Yalnızlık
İçinde bulunduğumuz dünyada, rüyaları bile kendisine yabancıydı. Sadece kendini kendi anlayabiliyordu. Arkasına baktığında, bir arpa boyu kadar yol alamamanın üzüntüsü, içinde bir çığ gibi büyüyor ve boğazı düğümleniyordu.
Huzuru kitaplarda, dostlarının yanında ve yalnızlıkta buluyordu. Kitaplar onu düşünce âleminde bir seyyah gibi gezdiriyor, tarihin derinliklerinde olup bitenler hakkında malûmat sahibi yapıyordu. Dostları azdı.
Ama o kendini kalabalılar arasında yalnız hissederken; sayıca az olan dostları arasında huzur buluyordu.
Yalnız olduğunda ise, sadece bedeni bulunduğu mekânda tekti. O bedenen yalnız olduğu zamanlarda da; günün sonunda yaşananların muhakemesini yapıyor, tefekkür âlemini tahayyül silahı ile fethetmeğe çalışıyordu.
Yalnızlığın kalesini yıkmak zordu. En muhkem kaleler de gedikler açılırken, yalnızlığa çare zor bulunuyordu. Her şeyin yabancı olduğu bir cemiyette insan nasıl yalnız olamazdı? Fikirler yabancı, adetler yabancı, inançlar yabancı ve kısaca hayat yabancı. Ve bir sen yalnız... En kesif hislerin zihinden resmi geçit yaptığı anlardır yalnızlık....
En derin manalar taşıyan cümleler geçer insan zihninden. Bütün insanlara tebliğini tek başına yapar sanki. Ama nedense hakikatte olduğu gibi, hayal âleminde de ikna edemez muhatabını.

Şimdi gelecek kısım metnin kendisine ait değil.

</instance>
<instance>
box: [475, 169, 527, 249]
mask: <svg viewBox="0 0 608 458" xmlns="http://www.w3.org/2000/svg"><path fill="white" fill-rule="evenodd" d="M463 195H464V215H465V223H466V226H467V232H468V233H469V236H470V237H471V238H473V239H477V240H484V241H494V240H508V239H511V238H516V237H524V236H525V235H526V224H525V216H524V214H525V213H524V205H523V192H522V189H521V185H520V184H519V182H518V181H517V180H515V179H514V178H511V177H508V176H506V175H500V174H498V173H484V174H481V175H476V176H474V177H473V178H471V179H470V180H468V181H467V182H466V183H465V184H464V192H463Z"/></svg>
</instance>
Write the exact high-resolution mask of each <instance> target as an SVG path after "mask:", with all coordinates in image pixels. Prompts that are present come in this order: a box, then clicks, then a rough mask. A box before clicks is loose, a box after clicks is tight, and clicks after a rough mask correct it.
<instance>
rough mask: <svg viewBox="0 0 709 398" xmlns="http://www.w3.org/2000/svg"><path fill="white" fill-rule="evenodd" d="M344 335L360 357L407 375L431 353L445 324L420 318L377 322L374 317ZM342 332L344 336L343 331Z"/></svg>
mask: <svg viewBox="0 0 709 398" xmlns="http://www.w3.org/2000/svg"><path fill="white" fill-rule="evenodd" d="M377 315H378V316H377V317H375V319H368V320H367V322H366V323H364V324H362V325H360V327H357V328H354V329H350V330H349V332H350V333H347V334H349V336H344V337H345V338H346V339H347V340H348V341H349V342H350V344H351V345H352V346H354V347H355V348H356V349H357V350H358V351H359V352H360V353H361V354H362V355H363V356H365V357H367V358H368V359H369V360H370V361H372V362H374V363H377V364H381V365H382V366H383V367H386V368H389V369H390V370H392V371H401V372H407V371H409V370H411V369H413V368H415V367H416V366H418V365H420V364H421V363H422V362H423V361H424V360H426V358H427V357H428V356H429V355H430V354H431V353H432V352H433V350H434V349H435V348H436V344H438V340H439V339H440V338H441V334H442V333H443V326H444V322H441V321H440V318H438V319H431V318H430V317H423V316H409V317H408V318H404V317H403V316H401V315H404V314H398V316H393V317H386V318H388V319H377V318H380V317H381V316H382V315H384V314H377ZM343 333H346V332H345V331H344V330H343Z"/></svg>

Yani öyle bir yalnızlık ki hayalleri bile yabancı... Haykırmak, feryat etmek yetmez. Haykırsan duyulmaz, ağlasan hissedilmez.
Bir günün sonunda başını yastığa koyunca, neresinden başladığı belli olmayan birtakım düşünceler sıralanır zihinde.
Bu durum hayal ile fikir arsı bir şeydir. Önceden tasarlanmadığı gibi, sonu da kestirilmez. Birçoğunu hayata tatbik etmekte mümkün değildir zaten. Ama riyadan ve gösterişten uzak fikirlerdir.
Senden başkası duymaz, duysa da kabul görmez. Zaman ilerledikçe yorgun vücudun üzerinde, düşünmekten yorulmuş beyin; kendine has özelliklerini yerine getiremez ve uykuya yenik düşer.
Artık bu zamana kadar yaşanılmış günlerden birine benzer bir güne uyanmak için uykuya dalar. Yinede uykuya dalmış bir beden, kendine yabancı uyanık bedenlerden evlâdır. Ya kendine yabancı fikirlere ne demeli?